Taiwan Releases Train Crash Suspect on Bond
Taiwan Releases Train Crash Suspect on Bond
HUALIEN, TAIWAN – A Taiwan court on Saturday released on bond the manager of a construction site whose truck authorities believe caused a train accident that killed at least 51 people.
The crash Friday was Taiwan’s worst rail accident in seven decades. An express train hit the truck that had slid down a bank beside the track from the building site. The site’s manager is suspected of having failed to properly engage the truck’s brake.
The train, with almost 500 people aboard, was traveling from Taipei, the capital, to Taitung on the east coast when it derailed in a tunnel just north of the city of Hualien. Forty-one people were in hospital Saturday, from among the 188 reported injured.
Prosecutors had applied to a court to detain the manager on charges of causing death by negligence, a justice ministry official told reporters Saturday.
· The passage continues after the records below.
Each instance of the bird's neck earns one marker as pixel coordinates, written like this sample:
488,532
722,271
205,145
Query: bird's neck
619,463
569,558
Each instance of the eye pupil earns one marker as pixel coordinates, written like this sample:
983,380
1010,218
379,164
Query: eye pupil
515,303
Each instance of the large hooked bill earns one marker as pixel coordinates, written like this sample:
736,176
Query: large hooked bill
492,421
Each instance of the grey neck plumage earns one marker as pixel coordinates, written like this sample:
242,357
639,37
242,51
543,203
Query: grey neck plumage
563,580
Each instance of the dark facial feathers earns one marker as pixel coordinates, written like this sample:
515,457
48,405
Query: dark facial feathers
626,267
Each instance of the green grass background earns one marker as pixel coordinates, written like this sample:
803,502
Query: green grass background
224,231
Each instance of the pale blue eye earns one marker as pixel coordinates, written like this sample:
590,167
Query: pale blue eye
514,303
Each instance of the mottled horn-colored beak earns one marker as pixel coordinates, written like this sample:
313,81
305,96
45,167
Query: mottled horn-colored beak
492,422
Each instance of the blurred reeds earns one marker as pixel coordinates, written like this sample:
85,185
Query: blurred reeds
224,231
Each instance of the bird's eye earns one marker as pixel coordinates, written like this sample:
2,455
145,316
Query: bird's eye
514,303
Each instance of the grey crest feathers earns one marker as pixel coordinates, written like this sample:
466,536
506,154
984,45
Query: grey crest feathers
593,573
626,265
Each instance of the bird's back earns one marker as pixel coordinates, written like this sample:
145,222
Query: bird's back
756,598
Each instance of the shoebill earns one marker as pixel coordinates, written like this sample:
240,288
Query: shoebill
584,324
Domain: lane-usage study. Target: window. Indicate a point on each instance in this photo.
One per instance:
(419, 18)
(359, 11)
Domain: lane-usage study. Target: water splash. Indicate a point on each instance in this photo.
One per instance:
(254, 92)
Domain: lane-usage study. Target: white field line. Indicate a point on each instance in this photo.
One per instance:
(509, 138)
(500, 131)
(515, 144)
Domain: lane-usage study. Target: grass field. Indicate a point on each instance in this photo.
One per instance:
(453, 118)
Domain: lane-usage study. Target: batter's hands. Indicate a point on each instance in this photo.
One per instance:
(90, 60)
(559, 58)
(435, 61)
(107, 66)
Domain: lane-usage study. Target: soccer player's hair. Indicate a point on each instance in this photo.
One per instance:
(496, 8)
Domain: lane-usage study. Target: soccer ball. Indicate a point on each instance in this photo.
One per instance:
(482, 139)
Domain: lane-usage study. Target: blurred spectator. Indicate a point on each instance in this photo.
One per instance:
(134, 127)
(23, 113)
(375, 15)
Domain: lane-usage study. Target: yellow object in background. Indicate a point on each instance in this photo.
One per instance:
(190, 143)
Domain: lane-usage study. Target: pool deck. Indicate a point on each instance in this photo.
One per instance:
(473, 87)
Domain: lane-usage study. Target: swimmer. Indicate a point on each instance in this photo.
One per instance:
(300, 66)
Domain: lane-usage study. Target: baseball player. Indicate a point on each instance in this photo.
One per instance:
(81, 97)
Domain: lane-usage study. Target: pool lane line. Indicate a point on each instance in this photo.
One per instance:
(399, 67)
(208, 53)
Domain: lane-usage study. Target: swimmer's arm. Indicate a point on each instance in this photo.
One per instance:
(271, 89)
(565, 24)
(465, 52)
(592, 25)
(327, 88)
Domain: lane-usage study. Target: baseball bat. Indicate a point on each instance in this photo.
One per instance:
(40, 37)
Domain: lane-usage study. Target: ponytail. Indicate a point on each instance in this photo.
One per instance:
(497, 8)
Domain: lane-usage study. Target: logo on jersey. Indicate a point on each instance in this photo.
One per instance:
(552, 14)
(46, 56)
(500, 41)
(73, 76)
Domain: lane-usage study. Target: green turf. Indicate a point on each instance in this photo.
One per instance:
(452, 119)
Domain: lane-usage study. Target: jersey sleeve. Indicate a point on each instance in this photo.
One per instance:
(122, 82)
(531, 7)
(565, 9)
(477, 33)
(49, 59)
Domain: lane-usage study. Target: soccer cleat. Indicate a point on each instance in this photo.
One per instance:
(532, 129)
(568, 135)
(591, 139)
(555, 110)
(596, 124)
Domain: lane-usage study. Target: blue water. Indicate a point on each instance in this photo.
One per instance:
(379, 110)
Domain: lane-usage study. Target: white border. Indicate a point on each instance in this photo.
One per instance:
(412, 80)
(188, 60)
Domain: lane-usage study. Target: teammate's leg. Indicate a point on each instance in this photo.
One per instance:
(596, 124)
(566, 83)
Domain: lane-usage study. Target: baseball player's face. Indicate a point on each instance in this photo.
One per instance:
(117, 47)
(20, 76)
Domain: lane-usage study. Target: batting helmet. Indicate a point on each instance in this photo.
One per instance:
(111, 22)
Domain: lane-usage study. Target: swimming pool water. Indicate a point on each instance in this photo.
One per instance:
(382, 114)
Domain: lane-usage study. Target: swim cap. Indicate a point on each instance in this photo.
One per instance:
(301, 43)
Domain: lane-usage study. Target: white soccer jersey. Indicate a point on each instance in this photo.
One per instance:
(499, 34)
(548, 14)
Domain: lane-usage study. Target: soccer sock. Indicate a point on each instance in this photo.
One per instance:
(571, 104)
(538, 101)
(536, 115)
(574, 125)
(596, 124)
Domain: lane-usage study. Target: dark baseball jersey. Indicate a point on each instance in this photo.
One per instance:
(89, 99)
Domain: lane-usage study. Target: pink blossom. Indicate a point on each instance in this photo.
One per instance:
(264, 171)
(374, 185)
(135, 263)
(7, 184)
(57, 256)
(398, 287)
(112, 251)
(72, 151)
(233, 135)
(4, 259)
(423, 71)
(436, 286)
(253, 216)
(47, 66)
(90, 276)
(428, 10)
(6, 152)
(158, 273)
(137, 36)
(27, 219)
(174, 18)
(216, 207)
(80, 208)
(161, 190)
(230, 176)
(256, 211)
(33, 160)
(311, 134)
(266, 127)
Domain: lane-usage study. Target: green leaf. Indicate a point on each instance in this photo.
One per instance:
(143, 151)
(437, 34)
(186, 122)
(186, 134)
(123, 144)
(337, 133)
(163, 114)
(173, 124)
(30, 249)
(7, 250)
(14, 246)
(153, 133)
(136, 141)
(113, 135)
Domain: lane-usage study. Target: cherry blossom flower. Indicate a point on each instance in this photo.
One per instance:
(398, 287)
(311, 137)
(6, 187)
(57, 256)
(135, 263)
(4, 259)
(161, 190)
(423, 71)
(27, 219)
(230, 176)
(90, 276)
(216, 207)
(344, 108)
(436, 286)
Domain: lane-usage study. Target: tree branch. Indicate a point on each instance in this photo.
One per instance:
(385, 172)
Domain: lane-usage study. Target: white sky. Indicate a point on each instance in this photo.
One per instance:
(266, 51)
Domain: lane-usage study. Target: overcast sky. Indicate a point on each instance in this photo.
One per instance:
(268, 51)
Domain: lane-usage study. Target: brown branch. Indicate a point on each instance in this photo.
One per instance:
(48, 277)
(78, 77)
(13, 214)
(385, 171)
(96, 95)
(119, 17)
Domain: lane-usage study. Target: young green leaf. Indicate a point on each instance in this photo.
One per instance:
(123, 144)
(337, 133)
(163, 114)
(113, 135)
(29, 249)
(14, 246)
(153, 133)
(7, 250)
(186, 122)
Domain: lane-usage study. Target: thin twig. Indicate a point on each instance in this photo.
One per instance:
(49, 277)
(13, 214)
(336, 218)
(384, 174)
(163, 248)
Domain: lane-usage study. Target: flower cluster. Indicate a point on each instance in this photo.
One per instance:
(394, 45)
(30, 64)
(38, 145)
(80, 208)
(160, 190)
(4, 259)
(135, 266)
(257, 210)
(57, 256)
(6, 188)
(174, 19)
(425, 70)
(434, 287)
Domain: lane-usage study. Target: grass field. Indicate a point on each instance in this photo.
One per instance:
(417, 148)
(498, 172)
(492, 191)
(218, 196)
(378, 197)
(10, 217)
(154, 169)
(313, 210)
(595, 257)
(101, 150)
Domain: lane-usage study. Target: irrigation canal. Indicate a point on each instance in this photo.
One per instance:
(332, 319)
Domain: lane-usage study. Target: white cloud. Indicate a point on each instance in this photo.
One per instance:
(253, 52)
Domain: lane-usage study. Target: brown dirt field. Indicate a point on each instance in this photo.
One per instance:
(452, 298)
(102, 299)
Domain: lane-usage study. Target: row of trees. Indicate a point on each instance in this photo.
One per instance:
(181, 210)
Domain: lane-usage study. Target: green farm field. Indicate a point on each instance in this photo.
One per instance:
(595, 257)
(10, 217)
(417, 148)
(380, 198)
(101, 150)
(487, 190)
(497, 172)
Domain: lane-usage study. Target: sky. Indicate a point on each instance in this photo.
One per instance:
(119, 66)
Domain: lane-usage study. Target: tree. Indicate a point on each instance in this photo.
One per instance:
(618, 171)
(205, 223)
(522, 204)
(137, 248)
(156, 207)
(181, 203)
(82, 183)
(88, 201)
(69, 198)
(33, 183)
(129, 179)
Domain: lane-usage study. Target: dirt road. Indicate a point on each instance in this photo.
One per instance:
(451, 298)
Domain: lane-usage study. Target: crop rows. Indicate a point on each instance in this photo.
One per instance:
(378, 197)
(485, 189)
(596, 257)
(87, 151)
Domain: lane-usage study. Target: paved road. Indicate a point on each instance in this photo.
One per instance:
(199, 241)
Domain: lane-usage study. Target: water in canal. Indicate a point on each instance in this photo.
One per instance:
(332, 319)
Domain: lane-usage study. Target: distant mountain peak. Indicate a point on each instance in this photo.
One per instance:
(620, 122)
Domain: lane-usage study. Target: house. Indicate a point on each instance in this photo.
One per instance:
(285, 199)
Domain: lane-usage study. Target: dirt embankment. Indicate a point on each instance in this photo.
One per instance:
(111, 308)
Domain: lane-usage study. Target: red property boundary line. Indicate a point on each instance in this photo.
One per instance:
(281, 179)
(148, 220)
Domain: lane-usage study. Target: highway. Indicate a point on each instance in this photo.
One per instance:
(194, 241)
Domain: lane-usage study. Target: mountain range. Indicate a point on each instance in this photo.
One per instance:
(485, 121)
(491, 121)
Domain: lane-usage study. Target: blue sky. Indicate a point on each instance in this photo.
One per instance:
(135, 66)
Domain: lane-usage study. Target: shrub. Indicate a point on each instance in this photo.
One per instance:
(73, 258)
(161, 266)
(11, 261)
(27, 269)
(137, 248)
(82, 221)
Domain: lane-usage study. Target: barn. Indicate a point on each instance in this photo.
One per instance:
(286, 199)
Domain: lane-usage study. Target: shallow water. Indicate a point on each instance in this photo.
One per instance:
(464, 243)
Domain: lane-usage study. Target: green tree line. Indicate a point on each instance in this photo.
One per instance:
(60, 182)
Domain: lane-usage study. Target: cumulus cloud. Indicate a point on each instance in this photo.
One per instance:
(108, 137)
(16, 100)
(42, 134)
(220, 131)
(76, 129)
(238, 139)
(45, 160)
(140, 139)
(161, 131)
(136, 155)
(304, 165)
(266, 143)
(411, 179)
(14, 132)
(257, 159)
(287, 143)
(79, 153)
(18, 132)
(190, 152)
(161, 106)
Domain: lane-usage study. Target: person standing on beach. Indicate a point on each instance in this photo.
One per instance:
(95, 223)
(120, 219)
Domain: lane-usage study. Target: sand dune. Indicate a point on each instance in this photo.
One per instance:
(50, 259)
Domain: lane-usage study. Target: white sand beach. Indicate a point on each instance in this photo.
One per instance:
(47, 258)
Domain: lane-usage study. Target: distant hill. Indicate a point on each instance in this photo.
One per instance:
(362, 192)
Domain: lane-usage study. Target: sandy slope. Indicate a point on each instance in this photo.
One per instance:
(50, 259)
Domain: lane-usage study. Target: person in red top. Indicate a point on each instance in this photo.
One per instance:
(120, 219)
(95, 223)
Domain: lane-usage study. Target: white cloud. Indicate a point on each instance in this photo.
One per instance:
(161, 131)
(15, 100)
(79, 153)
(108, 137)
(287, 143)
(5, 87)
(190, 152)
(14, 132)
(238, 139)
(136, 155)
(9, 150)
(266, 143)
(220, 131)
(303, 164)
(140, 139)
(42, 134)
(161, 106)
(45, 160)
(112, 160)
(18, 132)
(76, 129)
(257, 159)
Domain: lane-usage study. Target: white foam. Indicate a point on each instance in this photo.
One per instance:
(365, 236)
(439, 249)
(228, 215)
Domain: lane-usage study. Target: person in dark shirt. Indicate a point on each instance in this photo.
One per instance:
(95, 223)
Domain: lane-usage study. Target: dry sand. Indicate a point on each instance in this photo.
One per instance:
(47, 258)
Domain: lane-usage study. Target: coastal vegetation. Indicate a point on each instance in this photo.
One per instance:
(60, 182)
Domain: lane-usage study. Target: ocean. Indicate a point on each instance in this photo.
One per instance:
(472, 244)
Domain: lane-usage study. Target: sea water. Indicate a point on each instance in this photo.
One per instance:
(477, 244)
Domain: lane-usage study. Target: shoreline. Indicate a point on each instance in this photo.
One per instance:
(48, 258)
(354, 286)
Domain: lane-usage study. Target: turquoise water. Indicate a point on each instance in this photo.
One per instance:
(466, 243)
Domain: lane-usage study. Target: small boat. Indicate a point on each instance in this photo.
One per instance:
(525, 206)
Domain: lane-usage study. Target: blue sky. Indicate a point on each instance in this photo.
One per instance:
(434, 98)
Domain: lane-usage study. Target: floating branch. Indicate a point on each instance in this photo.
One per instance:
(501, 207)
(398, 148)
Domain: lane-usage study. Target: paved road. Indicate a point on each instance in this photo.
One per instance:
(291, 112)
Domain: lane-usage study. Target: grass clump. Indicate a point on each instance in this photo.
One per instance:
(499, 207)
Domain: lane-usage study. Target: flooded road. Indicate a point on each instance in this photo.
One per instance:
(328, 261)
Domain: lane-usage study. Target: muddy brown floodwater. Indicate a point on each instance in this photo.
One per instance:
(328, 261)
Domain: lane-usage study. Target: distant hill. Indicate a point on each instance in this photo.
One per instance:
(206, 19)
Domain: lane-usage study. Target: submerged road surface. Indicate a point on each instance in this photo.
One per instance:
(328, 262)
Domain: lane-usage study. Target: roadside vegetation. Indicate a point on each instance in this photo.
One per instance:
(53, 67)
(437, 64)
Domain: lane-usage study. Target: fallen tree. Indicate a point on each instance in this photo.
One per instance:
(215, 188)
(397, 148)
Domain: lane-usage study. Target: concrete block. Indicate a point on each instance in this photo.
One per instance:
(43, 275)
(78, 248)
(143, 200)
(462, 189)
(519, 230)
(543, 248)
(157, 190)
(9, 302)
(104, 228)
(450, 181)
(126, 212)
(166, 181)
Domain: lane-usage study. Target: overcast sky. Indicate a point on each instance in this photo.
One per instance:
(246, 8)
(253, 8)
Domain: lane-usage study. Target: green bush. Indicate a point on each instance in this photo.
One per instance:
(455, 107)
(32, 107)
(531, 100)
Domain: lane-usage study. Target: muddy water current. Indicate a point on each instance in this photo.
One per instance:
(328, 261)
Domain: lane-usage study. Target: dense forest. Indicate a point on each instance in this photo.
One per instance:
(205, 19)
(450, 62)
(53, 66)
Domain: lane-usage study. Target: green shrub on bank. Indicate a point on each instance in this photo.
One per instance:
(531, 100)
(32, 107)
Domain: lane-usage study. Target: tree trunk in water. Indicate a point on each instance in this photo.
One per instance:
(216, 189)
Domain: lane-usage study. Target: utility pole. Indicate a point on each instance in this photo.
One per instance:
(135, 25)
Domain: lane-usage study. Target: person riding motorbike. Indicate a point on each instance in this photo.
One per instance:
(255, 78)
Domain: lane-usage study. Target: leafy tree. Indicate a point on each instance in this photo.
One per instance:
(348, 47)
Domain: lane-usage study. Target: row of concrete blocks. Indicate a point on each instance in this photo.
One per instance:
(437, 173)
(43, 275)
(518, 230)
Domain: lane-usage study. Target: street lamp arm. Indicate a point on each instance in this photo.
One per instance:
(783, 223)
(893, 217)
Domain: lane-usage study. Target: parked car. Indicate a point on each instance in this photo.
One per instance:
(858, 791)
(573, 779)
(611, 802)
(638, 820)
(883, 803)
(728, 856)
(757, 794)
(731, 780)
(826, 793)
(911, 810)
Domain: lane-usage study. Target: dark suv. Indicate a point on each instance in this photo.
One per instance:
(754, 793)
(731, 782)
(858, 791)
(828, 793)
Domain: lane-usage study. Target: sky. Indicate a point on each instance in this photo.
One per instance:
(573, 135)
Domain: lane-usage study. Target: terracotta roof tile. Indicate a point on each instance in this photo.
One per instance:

But a court in Hualien released the manager, Lee Yi-hsiang, on a bond of T$500,000 ($17,525), although it restricted him from leaving Taiwan for eight months and said he had to stay in Hualien.
The court said that while the truck’s fall into the path of the train possibly resulted from negligence, there was “no possibility of conspiracy.”
Yu Hsiu-duan, head of the Hualien prosecutors office, said the office was not pleased with the decision. “The court said there was no reason to keep him in custody,” she told reporters.
Lee’s court-appointed lawyer declined to comment to reporters as he left the court.
Lin Jinn-tsun, head of the Justice Ministry’s Prosecutorial Affairs Department, said the department had lodged an appeal against the decision to release Lee on bond.
Meanwhile, victims’ relatives visited the accident site Saturday afternoon to mourn the dead, some crying out “Come back!” and bringing personal belongings with them, like dolls.
The youngest person confirmed to have died was a 6-year-old girl, the oldest a 79-year-old man, according to a government-issued casualty list.
Rescue work
Workers have begun moving the train’s rear portion, which was relatively unscathed because it had stopped away from the collision site. Other mangled sections remained in the tunnel, where fire department official Wu Liang-yun said more bodies were likely to be found.
“We’re still carrying out rescue work,” he added.
President Tsai Ing-wen visited hospitals in Hualien to speak to family members and survivors, thanking ordinary people and nongovernment groups for their efforts to help.
“This shows the good side of Taiwanese society,” she said.
The government has ordered flags flown at half-staff for three days in mourning.
The de facto French Embassy in Taipei confirmed that one of its citizens had died in the crash.
Taiwan’s transport ministry said two U.S. citizens were among the dead, while two Japanese, an Australian and a Chinese citizen were among the injured.
In a rare sign of goodwill from China, which claims Taiwan as its own territory, President Xi Jinping expressed his condolences over the crash, state news agency Xinhua said.
The accident happened at the start of a long holiday weekend. The train was packed with tourists and residents going home for the traditional Tomb Sweeping Day to clean the graves of ancestors.
Taiwan has no domestic travel curbs as the COVID-19 pandemic is well under control, with only 43 active cases in hospitals.
Taiwan’s worst train crash, in 1948, killed an estimated 64 people.